[...]
This does make it important to decide on a well written and
complete API before releasing it.
When the scope of the software is well circumscribed, that would be
possible. With the whole of [Math]ematics, much less so. :-}
And state-of-the-art in Java is a moving target, aimed at by
changing
CM contributors with differing needs and tastes; this adds to the
unstable mix.
That's a good point. I still prefer the interface design (though I
may
be in the minority) for two reasons. First, if a concrete class only
publicly exposes the methods defined in an interface it encourages
polymorphism. User code that uses one implementation can be easily
switched to another and new implementations are less constrained.
Second, it encourages composition over inheritance. I agree with Josh
Bloch that composition produces more maintainable code. Adding new
methods to an existing interface/class breaks composition.
The "problem" is to get the interface right. As it happens, at some
point
we discover something that was not foreseen; and to correct/improve the
design, compatibility must be broken.
[But refactoring is not a failure of development; it's part of it.]

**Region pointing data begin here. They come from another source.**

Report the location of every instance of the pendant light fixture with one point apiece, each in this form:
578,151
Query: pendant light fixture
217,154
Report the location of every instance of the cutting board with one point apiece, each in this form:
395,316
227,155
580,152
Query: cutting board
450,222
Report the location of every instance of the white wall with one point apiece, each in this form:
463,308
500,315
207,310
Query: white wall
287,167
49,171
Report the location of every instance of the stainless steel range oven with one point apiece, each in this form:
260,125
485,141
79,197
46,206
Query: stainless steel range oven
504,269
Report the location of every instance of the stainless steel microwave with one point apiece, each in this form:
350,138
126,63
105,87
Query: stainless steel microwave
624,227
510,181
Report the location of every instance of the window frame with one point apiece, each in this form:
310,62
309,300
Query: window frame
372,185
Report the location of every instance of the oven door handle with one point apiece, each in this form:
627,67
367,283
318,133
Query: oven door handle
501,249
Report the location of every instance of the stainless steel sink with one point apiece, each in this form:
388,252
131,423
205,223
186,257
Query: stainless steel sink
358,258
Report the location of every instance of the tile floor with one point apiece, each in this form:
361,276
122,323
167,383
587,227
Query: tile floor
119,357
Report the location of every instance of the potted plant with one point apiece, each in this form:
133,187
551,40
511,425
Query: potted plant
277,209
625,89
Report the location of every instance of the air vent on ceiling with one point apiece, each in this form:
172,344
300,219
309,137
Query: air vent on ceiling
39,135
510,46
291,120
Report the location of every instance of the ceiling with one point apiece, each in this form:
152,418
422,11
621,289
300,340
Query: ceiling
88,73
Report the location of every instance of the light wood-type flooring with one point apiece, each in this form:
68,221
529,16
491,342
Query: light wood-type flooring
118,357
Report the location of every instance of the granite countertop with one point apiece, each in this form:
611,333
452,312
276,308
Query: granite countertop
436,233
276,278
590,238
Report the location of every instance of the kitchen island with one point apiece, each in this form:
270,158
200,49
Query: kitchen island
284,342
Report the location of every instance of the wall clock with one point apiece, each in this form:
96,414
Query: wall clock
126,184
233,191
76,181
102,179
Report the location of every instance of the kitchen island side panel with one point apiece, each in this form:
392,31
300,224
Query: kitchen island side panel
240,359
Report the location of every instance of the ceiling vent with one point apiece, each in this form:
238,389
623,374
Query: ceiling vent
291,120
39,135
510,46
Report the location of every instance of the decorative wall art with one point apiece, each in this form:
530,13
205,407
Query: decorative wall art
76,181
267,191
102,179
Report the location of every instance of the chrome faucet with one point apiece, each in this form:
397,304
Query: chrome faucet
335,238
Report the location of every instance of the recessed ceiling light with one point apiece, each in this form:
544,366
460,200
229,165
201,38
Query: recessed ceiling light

I think the interface/abstract class discussion is partially
separable
from the immutable/mutable discussion. I see the algorithm as the
part
that could really benefit from the polymorphism. Perhaps separating
the
problem definition (data) from the algorithm will improve the
flexibility of the API. For example,
PointVectorValuePair solveMyNLLSProblem(NLLSOptimizer opt){
//define problem to solve in an independent object
NLLSProblem p = new NLLSProblem(/*model functions, weights,
convergence checker, ...*/);
//provide algorithm with the data it needs
//algorithm has no problem specific state
return opt.optimize(p);
}
I may be missing something, but how much better is it to store
everything the optimizer needs in yet another class?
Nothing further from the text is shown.